Senin, 03 Maret 2008

Ketiadaan makanan membuatnya sekarat dalam kelaparan.

MATI LAGI = LAGI-LAGI MATI

Hari sabtu malam saya melihat berita di salah satu stasiun TV swasta yang menurut saya sangat-sangat mengejutkan, menyedihkan sekaligus ironi dengan keadaan Negara ini yang katanya negeri kaya raya. Seorang ibu hamil dan anaknya yang masih balita tewas karena kelaparan, dan anak yang lainnya-pun sekarat dirumah sakit juga karena kelaparan. Yang sangat mengherankan kok bisa tidak terpantau oleh para pejabat daerah bahwa masih ada masyarakatnya yang masih kelaparan.

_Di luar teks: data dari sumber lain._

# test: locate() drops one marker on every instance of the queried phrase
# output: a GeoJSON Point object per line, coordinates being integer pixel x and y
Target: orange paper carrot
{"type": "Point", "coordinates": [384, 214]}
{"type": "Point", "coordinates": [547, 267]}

Terlihat jelas disini jurang antara pemimpin dan masyarakat dimana anggaran dana yang diberikan untuk para pemimpin begitu besar sedangkan masyarakatnya sendiri masih banyak yang kelaparan. Sungguh hal yang menjijikan, para elit hanya disibukan dengan menjalin kerja sama dengan kaum bermodal saja sehingga mereka lupa apa yang seharusnya mereka lakukan untuk masyarakatnya. Apakah ini bagian dari kekejaman kapitalis sehingga membuat orang-orang yang berhaluan sosialis benci terhadap kapitalis.
Pemerintah berpesta dengan uang dari rakyat, dasar anjing mereka rapat dihotel berbintang, mereka makan direstoran yang mewah, mereka jalan dengan mobil yang indah sedangkan rakyat menderita. Ditempat lain pejabat hura-hura dan bergaya dengan baju dari kaum yang tersiksa merekapun terlena hingga rakyat pun tersiksa.
Perut mereka kekenyangan lalu bahas kelaparan yang ada hanya kebijakan-kebijakan yang jahanam tanpa membuat perubahan, dasar binatang jalang tingkah laku mereka gak jauh berbeda dengan anjing kurapan. Mereka sibuk timbun kekayaan kemudian mereka bahas kemiskinan yang ada lagi-lagi hanya kebijakan yang tidak membuat perubahan. Mau tak mau itulah negeri kita yang tak pernah berubah
Konsep PANCASILA dan BHINEKA TUNGGAL IKA serta pribahasa jawa yang berbunyi GEMAH RIPAH LOH JINAWI itu hanya didalam mimpi. Itu semua hanya symbol-symbol yang tak berarti.
Mereka hanya obral ribuan janji tanpa ada realisasi yang pasti, kata-kata mereka tak berbeda dengan harumnya bau terasi yang busuk tapi bisa membuat kita jadi nafsu makan. Janji-janji mereka bisa membuat kita mati suri, terlena dan dibuai keindahan, jadi sebagai orang yang tersakiti kita wajib untuk berhati-hati dan antipati terhadap semua janji-janji mereka.
Mereka menawarkan berjuta mimpi sama seperti cerita fiksi. Padahal kami tak perlu semua mimpi itu kami hanya mempupnyai keinginan untuk mandiri makan beras sendiri, bekerja di negri sendiri, hidup dengan jaminan ekonomi yang pasti, tak ada kata-kata harga melambung tinggi, tak ada pejabat yang korupsi, dan kami ingin mati tidak hari ini, kami ingin mati saat semuanya menjadi pasti walaupun bukan untuk kami tapi paling tidak berikanlah semua itu untuk anak cucu kami. Kita harus yakin bahwa semua ini pasti bisa kita lalui semua ini bisa berakhir ketika mereka yang menyakiti mati dan berganti.